Directed by Peter Bratt, the documentary serves as a homage and recognition of the life of Huerta, whose own story was often overshadowed by Chavez’s fame.

The film, which first premiered at the Landmark E Street Cinema in downtown D.C. and elsewhere around the country in 2017, came at a pertinent time considering the issues U.S. society is facing in relation to immigration. It explores Huerta’s struggles as a rebel, activist, feminist and mother. Although the documentary touches on sensitive and profound issues, it manages to keep the audience entertained and find humor in discourse that contradicts Huerta’s beliefs.

The documentary starts by exploring the environment of resistance and social movements of the 1950s and 1960s. Huerta was at the forefront of it all. Bratt highlights the challenges she faced as a single mother and as a woman. He shows the sacrifices she had to make with her family and how she gave up her dream of becoming a dancer.

Huerta also confronted sexism both outside of the labor union and from within it. Bratt incorporates an interview with Huerta and Chavez in which the women interviewing them ask Chavez why he chose a woman to help with his movement. Chavez asks Huerta, “But don’t you ever have the average woman’s dream of going out to some spa and being relaxed and having a new hairdo and buying a great dress and having a big party?” With a smile on her face and the charisma that characterizes her, Dolores responds, “To me, being at a spa and having a new hairdo would be a terrible waste of time.”

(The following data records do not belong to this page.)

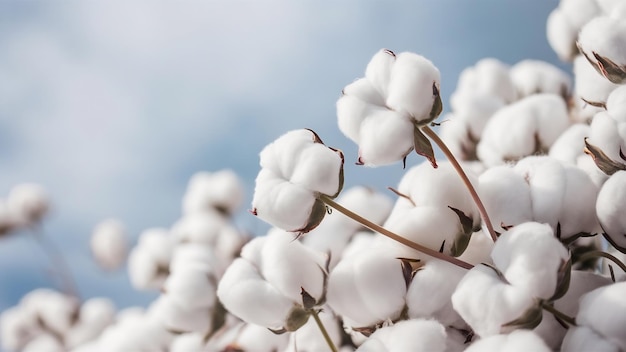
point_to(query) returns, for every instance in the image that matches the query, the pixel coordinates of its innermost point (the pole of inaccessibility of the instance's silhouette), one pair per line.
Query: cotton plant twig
(377, 228)
(446, 151)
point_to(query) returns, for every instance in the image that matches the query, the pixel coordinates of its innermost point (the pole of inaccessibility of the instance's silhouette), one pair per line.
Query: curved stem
(56, 258)
(320, 325)
(596, 254)
(558, 314)
(481, 208)
(383, 231)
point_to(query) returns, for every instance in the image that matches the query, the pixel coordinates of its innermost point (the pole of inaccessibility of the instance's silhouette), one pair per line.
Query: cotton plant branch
(377, 228)
(446, 151)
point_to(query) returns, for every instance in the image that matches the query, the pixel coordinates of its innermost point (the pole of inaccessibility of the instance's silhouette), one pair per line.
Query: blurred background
(113, 105)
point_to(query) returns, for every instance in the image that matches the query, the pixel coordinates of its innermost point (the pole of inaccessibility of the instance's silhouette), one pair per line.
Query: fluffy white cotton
(109, 244)
(534, 76)
(565, 22)
(526, 127)
(264, 286)
(221, 190)
(380, 112)
(367, 288)
(487, 303)
(295, 169)
(516, 341)
(604, 311)
(408, 335)
(429, 294)
(610, 208)
(29, 202)
(148, 262)
(530, 257)
(603, 42)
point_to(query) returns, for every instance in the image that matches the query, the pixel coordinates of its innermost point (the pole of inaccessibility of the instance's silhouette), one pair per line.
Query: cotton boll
(506, 197)
(583, 339)
(309, 337)
(516, 341)
(604, 311)
(242, 289)
(221, 190)
(408, 335)
(188, 342)
(530, 258)
(109, 244)
(534, 76)
(487, 303)
(414, 87)
(430, 290)
(570, 144)
(367, 288)
(603, 42)
(610, 210)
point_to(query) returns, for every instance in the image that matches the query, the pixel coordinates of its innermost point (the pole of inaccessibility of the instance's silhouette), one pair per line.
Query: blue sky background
(113, 105)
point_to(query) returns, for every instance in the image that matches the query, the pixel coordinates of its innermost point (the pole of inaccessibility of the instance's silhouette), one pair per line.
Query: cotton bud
(516, 341)
(434, 209)
(148, 262)
(606, 143)
(565, 22)
(383, 111)
(534, 77)
(603, 41)
(603, 310)
(188, 342)
(488, 79)
(367, 288)
(309, 338)
(409, 335)
(296, 169)
(29, 202)
(109, 244)
(94, 316)
(527, 127)
(334, 234)
(221, 191)
(610, 208)
(268, 285)
(430, 290)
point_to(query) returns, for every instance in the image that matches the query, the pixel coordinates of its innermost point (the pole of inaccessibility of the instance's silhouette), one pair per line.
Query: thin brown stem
(383, 231)
(596, 254)
(558, 314)
(322, 328)
(481, 208)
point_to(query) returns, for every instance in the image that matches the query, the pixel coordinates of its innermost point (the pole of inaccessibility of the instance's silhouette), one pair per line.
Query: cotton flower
(516, 341)
(610, 208)
(409, 335)
(367, 288)
(527, 127)
(383, 111)
(266, 285)
(534, 77)
(565, 22)
(434, 209)
(148, 262)
(603, 42)
(109, 244)
(29, 202)
(221, 191)
(295, 170)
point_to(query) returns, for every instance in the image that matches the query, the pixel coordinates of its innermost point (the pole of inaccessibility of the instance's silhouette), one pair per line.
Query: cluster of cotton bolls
(516, 242)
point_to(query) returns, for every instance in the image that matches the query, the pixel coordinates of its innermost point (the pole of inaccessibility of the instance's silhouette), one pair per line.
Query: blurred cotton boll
(109, 244)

Huerta played a key role in securing major achievements for the United Farm Workers Union. She was the main organizer and negotiator of the 1965 Delano grape strike, through which workers successfully negotiated a landmark contract. Despite her many successes, she was eventually forced to resign because the union was not ready for female leadership. But Huerta’s impact did not end there. She established the Dolores Huerta Foundation and continued fighting for social justice.

Poster for "Dolores," a documentary about civil rights icon Dolores Huerta

Today, Huerta is one of the most prominent, yet least recognized activists and feminists in the U.S. Throughout history, her hard work has been overshadowed due to sexism. Bratt’s film does a great job of recognizing her activism in social and cultural movements. For example, the documentary clarifies that it was Huerta and not Chavez, who came up with the slogan “Si se puede” (“Yes, we can”) that Barack Obama used in his presidential campaigns 6 decades later.

Now in her late 80s and still active on social justice issues, Huerta has finally begun to receive her much-deserved recognition. In 2015, an exhibition about her life opened at the Smithsonian’s National Portrait Gallery in D.C. However, her fame does not rival that of Chavez, who has statues, streets, and even a D.C. charter school named after him.

The film does a great job of bringing attention to Huerta’s life and accomplishments and serves as a reminder of the power and voice that people can have in politics, no matter the odds.